Las chancletas y las sandalias duermen, por fin, el sueño de los justos en el interior de los armarios. Llevan unos cuantos meses de trote por aceras, asfaltos, arenas y secarrales. Algunas de ellas han perdido el dibujo de las suelas, otras llevan las heridas del maltrato: una cinta doblada, una hebilla rota, una tira fuera de lugar… que dentro de unos meses, cuando pasen las estaciones y de nuevo se abran las cajas del calzado para los meses de verano, nos harán recordar la nociva manía de lanzar las chanclas por los aires al tiempo que se extiende la toalla, la de caminar pisando sin piedad el talón de la sandalia o la de no aguantar la impaciencia de abrir un enganche que se atora, para acabar desabrochándolo con un violento tirón.
Como muchos estarán presintiendo, no voy a hacer una loa al calzado de los meses estivales, aunque como autor salga mal parado, pues soy de ese grupo de exquisitos que proclama que no todo pie -¡ni mucho menos!- tiene derecho a ser exhibido con la excusa del calor. Por haber, los hay que nunca deberían desenfundarse de sus medias o calcetines. Por haber, los hay que deberían vivir perennemente dentro de una bota de caña alta. Los juanetes, las durezas, las desviaciones, los dedos montados unos sobre los otros o retorcidos por caprichos de la anatomía, los mordidos por hongos, los cubiertos por uñas gruesas, amarillentas o raquíticas… claman al Cielo por un ejercicio de pudor. Vivir en sociedad trae consigo este tipo de exigencias. Esta forma de ver la vida construye lo que nuestros abuelos llamaban buenas maneras, un racimo de virtudes que no deberíamos lanzar al olvido, a pesar del ambiente de dudoso gusto que tantas veces nos rodea.
Lo que llevamos en los pies dice mucho de nosotros. De hecho, a la hora de catalogar el aspecto físico de un hombre deberíamos comenzar por el calzado. En muchos casos será suficiente para puntuar, sin temor a equivocarnos, a la persona que tenemos enfrente. Porque no es lo mismo un caballero que calza unos zapatos de piel oscura que otro que los lleva en tonos claros, de igual modo que, hace años, no era lo mismo un tipo que anduviera con zapatos de rejilla que otro que gastara unas nobilísimas alpargatas. Hay un abismo entre aquel que a los zapatos añade unos calcetines largos azul marino, bermellón o verde botella, del que opta por los llamados “ejecutivo”, o del que los prefiere cortos y de una tonalidad hummus marroquí? El matiz de la distinción se resume en saber escoger.

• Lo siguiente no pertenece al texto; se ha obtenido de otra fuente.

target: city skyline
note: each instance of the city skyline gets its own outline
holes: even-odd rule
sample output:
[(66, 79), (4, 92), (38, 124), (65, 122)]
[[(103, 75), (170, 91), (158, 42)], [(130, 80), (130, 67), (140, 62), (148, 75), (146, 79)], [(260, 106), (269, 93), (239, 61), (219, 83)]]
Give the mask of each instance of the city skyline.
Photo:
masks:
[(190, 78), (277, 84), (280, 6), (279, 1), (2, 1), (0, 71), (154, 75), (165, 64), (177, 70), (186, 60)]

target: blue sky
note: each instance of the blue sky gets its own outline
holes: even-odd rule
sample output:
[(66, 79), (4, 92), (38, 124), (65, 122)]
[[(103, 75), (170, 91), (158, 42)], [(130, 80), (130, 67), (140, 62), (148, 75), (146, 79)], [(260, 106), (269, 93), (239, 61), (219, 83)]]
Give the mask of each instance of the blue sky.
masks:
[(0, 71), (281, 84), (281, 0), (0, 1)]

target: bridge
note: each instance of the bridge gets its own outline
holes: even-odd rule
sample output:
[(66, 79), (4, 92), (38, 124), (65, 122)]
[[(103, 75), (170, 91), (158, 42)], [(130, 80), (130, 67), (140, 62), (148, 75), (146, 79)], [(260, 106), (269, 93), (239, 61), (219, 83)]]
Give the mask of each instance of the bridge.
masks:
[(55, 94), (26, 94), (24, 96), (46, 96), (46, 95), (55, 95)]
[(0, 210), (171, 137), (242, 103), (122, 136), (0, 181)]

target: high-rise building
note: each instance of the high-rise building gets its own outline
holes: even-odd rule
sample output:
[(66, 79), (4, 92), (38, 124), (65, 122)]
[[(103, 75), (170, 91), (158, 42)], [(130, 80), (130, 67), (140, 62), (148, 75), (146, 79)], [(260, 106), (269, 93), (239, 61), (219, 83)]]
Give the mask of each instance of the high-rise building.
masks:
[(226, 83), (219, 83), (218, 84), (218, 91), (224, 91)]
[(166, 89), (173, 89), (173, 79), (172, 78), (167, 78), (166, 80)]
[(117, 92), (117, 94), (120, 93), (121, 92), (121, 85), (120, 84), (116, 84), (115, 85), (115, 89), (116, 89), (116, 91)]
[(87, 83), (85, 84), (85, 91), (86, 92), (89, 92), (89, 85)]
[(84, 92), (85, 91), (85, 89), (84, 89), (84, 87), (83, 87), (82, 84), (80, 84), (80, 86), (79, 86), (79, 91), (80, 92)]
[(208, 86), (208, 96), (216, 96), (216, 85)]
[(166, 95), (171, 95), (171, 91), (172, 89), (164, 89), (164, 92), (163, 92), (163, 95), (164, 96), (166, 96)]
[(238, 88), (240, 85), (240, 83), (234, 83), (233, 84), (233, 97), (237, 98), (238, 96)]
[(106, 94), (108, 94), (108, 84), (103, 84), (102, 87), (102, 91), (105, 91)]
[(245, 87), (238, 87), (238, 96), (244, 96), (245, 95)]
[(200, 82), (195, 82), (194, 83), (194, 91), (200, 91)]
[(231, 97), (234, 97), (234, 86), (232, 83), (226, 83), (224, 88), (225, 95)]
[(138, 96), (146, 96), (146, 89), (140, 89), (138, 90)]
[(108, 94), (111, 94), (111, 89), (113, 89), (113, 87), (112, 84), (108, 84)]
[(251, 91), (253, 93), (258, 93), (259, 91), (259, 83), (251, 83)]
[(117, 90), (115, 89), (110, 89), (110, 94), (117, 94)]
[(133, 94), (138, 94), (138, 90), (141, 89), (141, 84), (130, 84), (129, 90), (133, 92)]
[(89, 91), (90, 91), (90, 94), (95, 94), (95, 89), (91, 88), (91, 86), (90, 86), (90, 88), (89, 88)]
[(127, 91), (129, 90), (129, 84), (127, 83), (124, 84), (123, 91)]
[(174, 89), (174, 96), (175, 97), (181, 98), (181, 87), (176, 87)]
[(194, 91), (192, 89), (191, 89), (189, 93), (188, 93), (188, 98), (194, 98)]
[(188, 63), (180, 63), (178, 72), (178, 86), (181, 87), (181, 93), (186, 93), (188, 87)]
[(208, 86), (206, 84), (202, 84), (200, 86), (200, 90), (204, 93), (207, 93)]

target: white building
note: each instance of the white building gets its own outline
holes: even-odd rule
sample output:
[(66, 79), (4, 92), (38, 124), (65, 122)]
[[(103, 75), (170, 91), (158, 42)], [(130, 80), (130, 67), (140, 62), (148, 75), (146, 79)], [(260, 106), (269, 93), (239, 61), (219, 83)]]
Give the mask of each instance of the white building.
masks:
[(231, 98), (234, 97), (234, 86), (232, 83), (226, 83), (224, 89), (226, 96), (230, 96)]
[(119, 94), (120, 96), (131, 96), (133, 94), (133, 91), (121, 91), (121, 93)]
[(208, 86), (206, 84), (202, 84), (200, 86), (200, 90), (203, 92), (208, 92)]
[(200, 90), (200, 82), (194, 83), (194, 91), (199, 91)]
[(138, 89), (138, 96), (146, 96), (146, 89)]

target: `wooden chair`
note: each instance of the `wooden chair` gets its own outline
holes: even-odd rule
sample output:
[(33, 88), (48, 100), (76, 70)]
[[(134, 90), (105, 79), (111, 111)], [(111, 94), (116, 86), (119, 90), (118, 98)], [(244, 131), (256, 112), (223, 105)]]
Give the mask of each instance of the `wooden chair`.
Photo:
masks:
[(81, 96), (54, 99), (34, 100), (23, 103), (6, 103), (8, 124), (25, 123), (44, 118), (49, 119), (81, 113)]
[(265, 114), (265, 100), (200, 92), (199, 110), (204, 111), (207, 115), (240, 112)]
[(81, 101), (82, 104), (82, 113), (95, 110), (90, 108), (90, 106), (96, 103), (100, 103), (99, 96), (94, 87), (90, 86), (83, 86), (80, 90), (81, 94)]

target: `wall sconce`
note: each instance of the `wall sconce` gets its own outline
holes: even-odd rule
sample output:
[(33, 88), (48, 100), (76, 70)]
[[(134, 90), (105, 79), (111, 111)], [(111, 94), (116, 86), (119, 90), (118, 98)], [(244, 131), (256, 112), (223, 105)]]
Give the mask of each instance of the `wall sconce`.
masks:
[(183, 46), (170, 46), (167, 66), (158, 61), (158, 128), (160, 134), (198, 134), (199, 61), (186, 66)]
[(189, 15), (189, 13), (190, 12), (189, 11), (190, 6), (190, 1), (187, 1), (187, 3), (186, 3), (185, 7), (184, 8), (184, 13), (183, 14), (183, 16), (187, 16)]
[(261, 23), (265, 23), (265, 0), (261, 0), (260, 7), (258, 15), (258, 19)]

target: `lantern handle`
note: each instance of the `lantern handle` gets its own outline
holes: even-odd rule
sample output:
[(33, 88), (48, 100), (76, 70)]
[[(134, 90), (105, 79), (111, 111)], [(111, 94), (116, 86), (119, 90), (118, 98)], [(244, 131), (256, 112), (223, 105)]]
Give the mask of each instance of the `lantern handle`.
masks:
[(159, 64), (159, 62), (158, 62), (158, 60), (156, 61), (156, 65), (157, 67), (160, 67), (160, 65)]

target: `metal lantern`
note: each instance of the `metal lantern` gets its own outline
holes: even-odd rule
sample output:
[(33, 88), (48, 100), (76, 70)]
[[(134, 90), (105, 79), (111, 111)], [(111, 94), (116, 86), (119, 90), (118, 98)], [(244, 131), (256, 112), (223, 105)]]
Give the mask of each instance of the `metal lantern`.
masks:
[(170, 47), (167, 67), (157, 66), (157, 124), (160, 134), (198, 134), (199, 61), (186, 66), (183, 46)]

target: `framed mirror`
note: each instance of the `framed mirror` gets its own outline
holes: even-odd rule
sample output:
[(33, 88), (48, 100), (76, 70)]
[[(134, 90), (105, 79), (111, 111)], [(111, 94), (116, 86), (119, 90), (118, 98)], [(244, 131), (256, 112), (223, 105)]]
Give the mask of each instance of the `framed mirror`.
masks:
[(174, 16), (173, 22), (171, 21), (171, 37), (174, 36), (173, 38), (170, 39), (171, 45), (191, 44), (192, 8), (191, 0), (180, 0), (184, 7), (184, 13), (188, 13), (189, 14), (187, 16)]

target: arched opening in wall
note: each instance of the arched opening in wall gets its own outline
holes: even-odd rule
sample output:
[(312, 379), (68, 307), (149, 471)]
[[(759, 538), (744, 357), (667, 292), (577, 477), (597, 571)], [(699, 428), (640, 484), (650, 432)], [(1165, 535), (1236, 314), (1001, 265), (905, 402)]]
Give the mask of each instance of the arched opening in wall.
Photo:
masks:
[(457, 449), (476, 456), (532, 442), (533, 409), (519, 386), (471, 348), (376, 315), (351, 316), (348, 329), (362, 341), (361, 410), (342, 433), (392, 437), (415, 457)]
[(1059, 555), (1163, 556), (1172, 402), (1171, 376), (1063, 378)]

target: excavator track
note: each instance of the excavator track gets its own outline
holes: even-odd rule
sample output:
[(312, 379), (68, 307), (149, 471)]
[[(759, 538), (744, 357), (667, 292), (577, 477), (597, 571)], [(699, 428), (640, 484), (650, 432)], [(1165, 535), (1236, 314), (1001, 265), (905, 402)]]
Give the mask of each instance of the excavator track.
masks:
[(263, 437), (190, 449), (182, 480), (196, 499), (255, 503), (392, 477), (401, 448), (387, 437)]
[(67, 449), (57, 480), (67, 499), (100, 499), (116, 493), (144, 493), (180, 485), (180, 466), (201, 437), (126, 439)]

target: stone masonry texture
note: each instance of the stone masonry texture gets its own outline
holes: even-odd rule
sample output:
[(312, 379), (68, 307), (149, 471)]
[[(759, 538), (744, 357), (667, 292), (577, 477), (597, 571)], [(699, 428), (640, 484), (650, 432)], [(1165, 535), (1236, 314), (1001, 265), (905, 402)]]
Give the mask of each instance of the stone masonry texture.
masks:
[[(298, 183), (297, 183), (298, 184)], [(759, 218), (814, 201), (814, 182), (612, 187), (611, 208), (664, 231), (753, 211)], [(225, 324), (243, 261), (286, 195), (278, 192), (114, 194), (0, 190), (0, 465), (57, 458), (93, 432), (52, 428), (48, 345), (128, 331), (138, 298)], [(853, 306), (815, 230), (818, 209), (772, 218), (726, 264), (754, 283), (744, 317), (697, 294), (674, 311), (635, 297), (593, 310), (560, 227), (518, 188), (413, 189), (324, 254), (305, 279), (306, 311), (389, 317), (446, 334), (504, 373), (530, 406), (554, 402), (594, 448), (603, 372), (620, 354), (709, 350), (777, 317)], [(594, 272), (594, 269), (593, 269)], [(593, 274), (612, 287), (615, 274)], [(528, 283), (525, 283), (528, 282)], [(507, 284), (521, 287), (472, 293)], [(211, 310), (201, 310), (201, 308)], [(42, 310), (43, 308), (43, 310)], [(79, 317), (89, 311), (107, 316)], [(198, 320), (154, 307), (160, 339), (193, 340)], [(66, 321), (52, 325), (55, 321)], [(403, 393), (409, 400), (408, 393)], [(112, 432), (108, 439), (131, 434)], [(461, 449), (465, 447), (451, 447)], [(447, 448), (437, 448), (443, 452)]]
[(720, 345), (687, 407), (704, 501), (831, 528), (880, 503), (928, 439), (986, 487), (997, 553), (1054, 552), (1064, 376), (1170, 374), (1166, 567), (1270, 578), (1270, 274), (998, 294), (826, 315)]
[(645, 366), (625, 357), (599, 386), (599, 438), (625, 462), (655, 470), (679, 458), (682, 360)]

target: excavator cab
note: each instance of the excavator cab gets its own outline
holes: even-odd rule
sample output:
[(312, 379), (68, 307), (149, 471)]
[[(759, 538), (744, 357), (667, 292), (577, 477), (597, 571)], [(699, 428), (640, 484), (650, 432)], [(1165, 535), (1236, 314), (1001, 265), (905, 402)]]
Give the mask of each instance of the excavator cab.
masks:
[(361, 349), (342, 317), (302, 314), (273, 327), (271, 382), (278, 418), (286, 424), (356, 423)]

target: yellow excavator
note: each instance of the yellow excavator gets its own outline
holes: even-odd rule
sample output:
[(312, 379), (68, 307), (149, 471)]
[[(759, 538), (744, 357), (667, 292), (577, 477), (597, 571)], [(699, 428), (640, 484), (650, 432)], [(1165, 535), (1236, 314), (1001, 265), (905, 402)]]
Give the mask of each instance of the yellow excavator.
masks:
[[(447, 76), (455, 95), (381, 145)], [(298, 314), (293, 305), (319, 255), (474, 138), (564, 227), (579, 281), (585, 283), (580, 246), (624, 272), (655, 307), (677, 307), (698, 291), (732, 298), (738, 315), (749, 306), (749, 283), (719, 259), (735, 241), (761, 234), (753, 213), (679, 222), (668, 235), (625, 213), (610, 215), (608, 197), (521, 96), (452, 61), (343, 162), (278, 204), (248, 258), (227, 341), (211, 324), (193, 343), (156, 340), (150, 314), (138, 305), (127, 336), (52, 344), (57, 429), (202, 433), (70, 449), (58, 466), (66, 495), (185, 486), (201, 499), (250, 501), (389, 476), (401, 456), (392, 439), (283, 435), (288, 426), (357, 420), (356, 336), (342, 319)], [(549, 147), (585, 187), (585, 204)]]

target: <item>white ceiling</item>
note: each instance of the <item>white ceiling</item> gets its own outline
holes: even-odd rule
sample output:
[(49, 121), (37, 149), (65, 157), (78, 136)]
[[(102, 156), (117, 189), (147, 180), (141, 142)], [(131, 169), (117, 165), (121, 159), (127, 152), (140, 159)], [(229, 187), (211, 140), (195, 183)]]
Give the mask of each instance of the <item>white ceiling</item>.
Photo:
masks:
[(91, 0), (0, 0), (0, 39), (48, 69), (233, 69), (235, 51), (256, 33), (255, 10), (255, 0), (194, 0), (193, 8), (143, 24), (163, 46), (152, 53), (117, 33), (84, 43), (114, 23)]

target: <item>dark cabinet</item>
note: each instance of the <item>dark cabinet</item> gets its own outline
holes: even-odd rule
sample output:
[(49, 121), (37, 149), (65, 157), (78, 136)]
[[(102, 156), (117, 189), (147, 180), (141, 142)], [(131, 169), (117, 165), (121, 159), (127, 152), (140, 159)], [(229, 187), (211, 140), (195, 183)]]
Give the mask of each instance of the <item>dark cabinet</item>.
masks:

Vivir en sociedad trae consigo este tipo de exigencias. Esta forma de ver la vida construye lo que nuestros abuelos llamaban buenas maneras, un racimo de virtudes que no deberíamos lanzar al olvido, a pesar del ambiente de dudoso gusto que tantas veces nos rodea.
Los pies hablan más de lo que creemos. Hace unos días vi en un parque a un muchacho acomodado en la treintena y que estaba sentado en un banco, bajo la sombra de una acacia. Calzaba chancletas y se había quitado una de ellas para examinarse en el envés de los dedos. Con los de las manos se cogía los de los pies, que separaba para estudiarlos con denuedo, masajearlos y hasta rascar alguna suciedad. Desde la distancia me regocijé cuando volvió la cabeza al reclamo de un conocido, con el que se dio un apretón de manos mientras se ponía el chanclo sin mirar. Para mí, ya puede tener unos cabos finos y delicados como los del Principito de Saint-Exupéry, que por nada del mundo quisiera tener que saludarle.